My son’s swim meet is coming up. If he’s healthy, he’ll compete.
My daughter’s hockey team has a game coming up. League rules say they must forfeit if they have fewer than 10 players. There’s only 10 girls on the roster so they need everyone to be healthy to compete.
In either situation, a single failure will fail the lot. With swimming there’s just one chance to get unlucky, whereas with hockey there’s ten. I’ve been thinking of these ‘opportunities to get unlucky’ as bad luck tickets.

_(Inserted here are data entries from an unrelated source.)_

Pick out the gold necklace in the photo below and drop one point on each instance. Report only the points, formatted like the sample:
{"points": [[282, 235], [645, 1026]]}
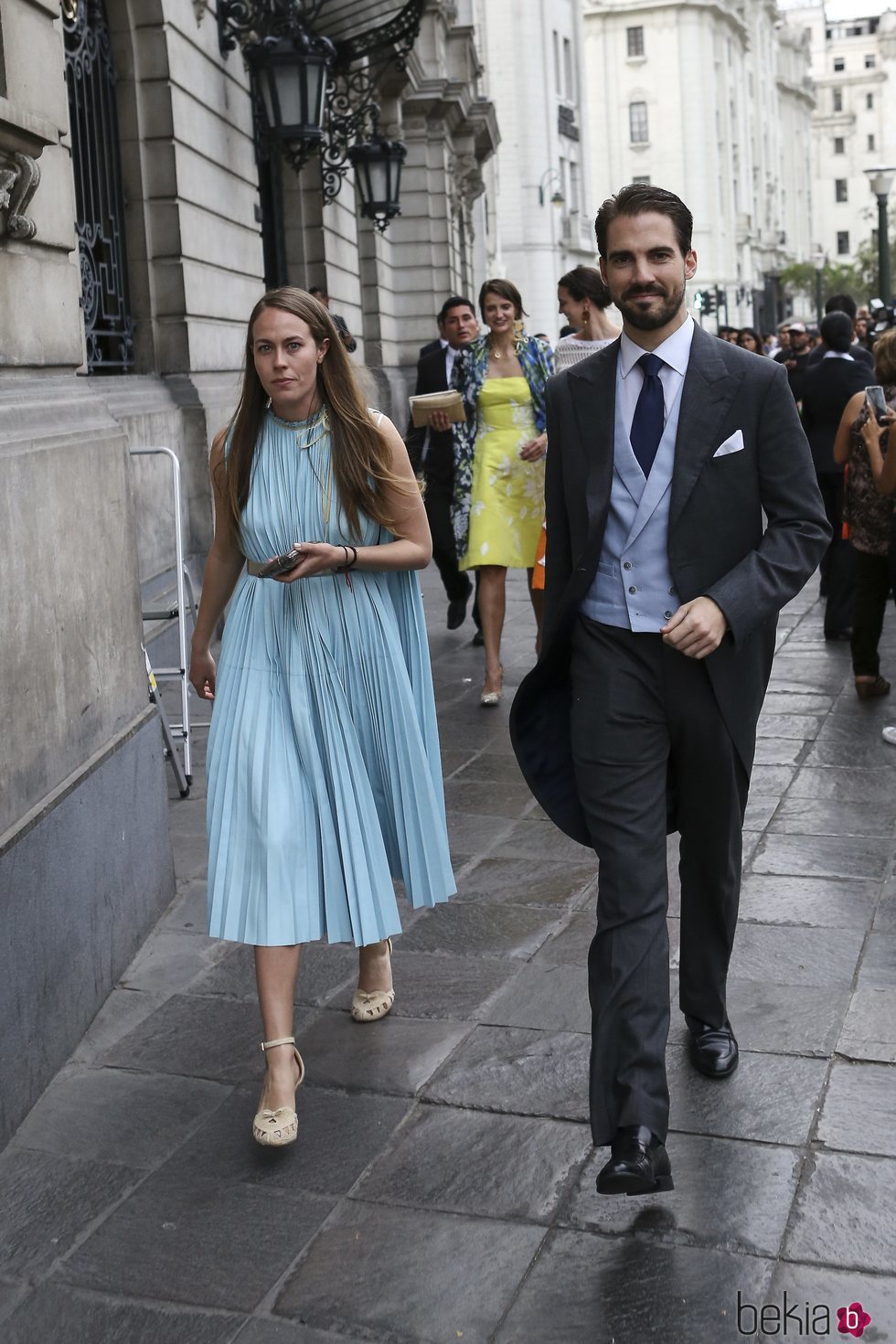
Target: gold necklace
{"points": [[320, 428]]}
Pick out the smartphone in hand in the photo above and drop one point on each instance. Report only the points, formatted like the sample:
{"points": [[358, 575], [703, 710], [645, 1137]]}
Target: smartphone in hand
{"points": [[281, 563], [876, 402]]}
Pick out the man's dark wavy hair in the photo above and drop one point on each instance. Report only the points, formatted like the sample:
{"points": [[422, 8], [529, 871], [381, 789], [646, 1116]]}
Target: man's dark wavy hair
{"points": [[640, 197], [454, 302]]}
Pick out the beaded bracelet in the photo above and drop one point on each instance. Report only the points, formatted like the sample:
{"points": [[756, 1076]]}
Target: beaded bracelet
{"points": [[344, 569]]}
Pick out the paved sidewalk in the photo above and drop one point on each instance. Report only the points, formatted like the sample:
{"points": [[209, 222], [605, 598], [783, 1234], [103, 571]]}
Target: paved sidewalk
{"points": [[443, 1184]]}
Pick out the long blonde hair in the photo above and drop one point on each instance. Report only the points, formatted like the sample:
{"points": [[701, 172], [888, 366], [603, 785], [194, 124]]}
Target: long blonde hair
{"points": [[360, 453]]}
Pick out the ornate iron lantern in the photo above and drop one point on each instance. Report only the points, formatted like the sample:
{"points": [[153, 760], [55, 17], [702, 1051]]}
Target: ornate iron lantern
{"points": [[291, 77], [378, 171], [318, 94]]}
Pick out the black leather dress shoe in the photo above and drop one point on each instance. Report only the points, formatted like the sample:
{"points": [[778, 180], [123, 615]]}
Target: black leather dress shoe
{"points": [[457, 612], [638, 1164], [713, 1051]]}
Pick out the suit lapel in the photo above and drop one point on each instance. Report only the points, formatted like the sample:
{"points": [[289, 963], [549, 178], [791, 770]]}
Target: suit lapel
{"points": [[592, 388], [709, 389]]}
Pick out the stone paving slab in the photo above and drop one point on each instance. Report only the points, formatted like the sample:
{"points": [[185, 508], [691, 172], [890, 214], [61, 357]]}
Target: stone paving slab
{"points": [[730, 1197], [94, 1318], [206, 1243], [469, 1267], [443, 1186], [624, 1289]]}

I see bad luck tickets everywhere.
When I was working on smaller teams, the leadership was very open and transparent with their plans and decisions. On larger teams, internal news often leaks externally! Share your plans with 1,000 people and you’ve got 1,000 chances to get unlucky.
I was impressed – but not surprised – by this year’s xz supply chain attack. If our software depends on 10 open source libraries, that’s 10 chances to be compromised by a rogue maintainer. Depend on 1,000 libraries and we’ve got 1,000 bad luck tickets.
One of the backend services at my job does fan-out queries on its sharded database. Suppose you’d like to know how much money it transferred yesterday:
SELECT SUM(amount_cents)
FROM transactions
WHERE DATE(sent_at) = DATE('2024-11-11');
On a database with 64 shards, the query is executed on each shard and then aggregated. Each shard has an opportunity to fail.
The math is weird.
Our database executes fan-out queries in parallel. That’s rad! But the latency of the aggregate query is the maximum latency of the 64 individual shard queries. If one shard is hot because the traffic isn’t balanced, that’ll degrade all of the aggregate queries.
Suppose an action fails on 1 in 1,000,000 attempts. If we attempt it 1,000 times, there’s a 0.1% chance of at least one failure within those attempts¹.
Failures will probably correlate (and the successes will too). Hockey players don’t get sick independently! They exhaust themselves at the same tournaments. And they share their water bottles even though I keep telling them it’s gross and they should cut it out.
Limit your bad luck.
It’s difficult to build robust systems with fallible parts, but fallible parts is all there is. I aspire to do more with less.